Avec talent, Baru relate l’ascension de 2 époques, 2 générations, l’une dramatique sous un régime fasciste qui de chemises rouges en chemises noires sous Mussolini, va vivre une émigration difficile à cause du rejet ordinaire des différences culturelles et sociales, de Ritals à Macaronis qui viennent manger le pain des Français, de pauvreté crasse à l’acharnement d’une survie par un travail dur de basses besognes ouvrières à des scolarités qui aboutiront enfin à une intégration générationnelle qui estompera les mises à l’écart tout en préservant les traditions au sein des familles.
C’est avec un immense talent d’illustrateur et de narrateur que Baru sait nous raconter le climat et les chainons d’une histoire migratoire universelle toujours latente aux portes de nos frontières européennes sans reniement à nos différentes cultures car comme a dit Saint Exupéry : « Loin de me nuire, c’est ta différence qui m’enrichit… »
Pleine de pleurs et de rire, de drames et de joies, c’est une BD dynamique, optimiste, érudite et humaniste qui défraye toutes chroniques haineuses si faciles, simplistes et médiocres, si inutiles à la construction d’une société forte et harmonieuse.
Et si on se régale à lire Baru et à dévorer ses dessins si expressifs et représentatifs des différentes époques concernées, à commencer par la couverture, les recettes culinaires ne nous échappent pas.
De la crème dans les pâtes Carbonara (T1) ou de la poudre de cacao sur le Tiramisu ? Crimes de lèse-majesté !!
Merci pour ces recettes du savoir-faire Monsieur Baru et surtout celles du savoir vivre ensemble !
Dans l’attente du volume Tré...
Est-il besoin de présenter Baru cet enfant du Pays-Haut ?
Multiprimé à Angoulême, (Alfred 1985 du meilleur premier album pour « Quéquette blues », Alph'Art du meilleur album en 1991 pour « Le chemin de l’Amérique » et en 1996 pour « L’autoroute du soleil » et enfin Grand prix 2010 pour l’ensemble de son œuvre) Baru, adepte des portraits de groupe, a été le premier à raconter des histoires du point de vue de la classe ouvrière et de ce que l’on appelle les petites gens.

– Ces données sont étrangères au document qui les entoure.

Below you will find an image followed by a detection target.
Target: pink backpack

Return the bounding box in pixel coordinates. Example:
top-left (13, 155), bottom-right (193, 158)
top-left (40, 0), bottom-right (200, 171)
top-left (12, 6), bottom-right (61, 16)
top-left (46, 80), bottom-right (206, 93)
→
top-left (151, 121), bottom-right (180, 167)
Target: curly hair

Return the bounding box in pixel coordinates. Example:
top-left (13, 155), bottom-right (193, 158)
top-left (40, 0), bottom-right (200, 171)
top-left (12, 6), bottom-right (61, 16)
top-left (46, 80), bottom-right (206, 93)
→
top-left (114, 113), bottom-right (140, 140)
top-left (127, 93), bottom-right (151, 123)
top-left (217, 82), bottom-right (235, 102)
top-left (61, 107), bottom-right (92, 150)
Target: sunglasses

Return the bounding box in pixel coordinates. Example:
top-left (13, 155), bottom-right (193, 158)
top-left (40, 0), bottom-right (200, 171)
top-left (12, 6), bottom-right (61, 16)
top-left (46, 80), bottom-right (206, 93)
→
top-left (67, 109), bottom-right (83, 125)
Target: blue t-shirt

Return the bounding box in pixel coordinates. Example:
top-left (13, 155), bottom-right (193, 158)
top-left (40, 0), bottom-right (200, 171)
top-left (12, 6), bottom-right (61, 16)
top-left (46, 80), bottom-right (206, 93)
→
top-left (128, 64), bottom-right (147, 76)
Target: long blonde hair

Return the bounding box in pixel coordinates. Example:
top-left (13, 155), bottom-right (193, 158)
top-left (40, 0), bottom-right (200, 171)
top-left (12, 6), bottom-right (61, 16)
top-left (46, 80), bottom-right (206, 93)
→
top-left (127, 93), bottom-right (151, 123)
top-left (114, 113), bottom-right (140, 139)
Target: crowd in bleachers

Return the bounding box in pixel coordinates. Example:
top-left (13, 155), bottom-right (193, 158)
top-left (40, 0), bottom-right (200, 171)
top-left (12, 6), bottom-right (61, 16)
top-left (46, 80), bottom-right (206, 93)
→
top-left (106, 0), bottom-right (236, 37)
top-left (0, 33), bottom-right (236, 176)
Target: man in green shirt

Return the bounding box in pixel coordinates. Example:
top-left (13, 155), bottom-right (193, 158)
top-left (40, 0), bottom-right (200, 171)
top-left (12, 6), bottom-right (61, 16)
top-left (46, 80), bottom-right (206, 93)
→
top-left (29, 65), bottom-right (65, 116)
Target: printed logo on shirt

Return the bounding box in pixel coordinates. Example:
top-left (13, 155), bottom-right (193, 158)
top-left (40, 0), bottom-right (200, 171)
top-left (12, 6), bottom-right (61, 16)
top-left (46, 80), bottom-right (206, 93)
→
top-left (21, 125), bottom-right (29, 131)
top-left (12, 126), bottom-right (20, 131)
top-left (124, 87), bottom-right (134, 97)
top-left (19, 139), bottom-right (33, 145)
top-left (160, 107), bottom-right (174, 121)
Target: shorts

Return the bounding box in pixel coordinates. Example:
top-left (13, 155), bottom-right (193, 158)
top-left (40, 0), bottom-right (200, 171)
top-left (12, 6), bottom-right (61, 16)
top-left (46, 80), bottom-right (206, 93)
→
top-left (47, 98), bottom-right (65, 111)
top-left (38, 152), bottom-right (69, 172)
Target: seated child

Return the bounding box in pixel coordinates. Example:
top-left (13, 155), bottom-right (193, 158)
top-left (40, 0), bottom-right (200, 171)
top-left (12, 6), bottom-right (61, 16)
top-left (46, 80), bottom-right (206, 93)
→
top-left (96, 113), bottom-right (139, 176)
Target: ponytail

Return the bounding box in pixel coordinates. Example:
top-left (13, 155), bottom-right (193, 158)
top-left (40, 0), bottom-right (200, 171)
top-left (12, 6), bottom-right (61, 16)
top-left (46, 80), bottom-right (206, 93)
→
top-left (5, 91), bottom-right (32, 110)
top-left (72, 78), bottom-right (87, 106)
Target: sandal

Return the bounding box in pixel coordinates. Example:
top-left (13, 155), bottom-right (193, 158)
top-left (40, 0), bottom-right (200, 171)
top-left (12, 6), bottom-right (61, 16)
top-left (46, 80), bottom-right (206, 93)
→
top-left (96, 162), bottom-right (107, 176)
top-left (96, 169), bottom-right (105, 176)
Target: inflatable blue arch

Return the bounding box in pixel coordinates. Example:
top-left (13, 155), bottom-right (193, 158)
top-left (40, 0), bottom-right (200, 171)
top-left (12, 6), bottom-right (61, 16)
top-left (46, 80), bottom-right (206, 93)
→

Bella Ciao, c’est dit-on son grand œuvre.
« Quel prix doit payer un étranger pour cesser de l’être et devenir transparent ? »
Cette question est le fil conducteur de Bella Ciao. Et c’est à travers l’histoire de l’immigration italienne que l’auteur va tenter de répondre à cette question universelle toujours d’actualité. Aussi les 2 tomes déjà parus, s’ouvrent tous deux sur le prix du sang : la tuerie des Salines d’Aigues-Mortes en 1893 pour le tome 1 et le massacre de la Légion Garibaldi ces volontaires italiens combattant pour la France sur le front de l’Argonne en 1914 dans le tome 2, histoire de rappeler que si aujourd’hui on vante l’intégration des Italiens, il ne faut pas oublier pour autant la violence qui leur a été faite.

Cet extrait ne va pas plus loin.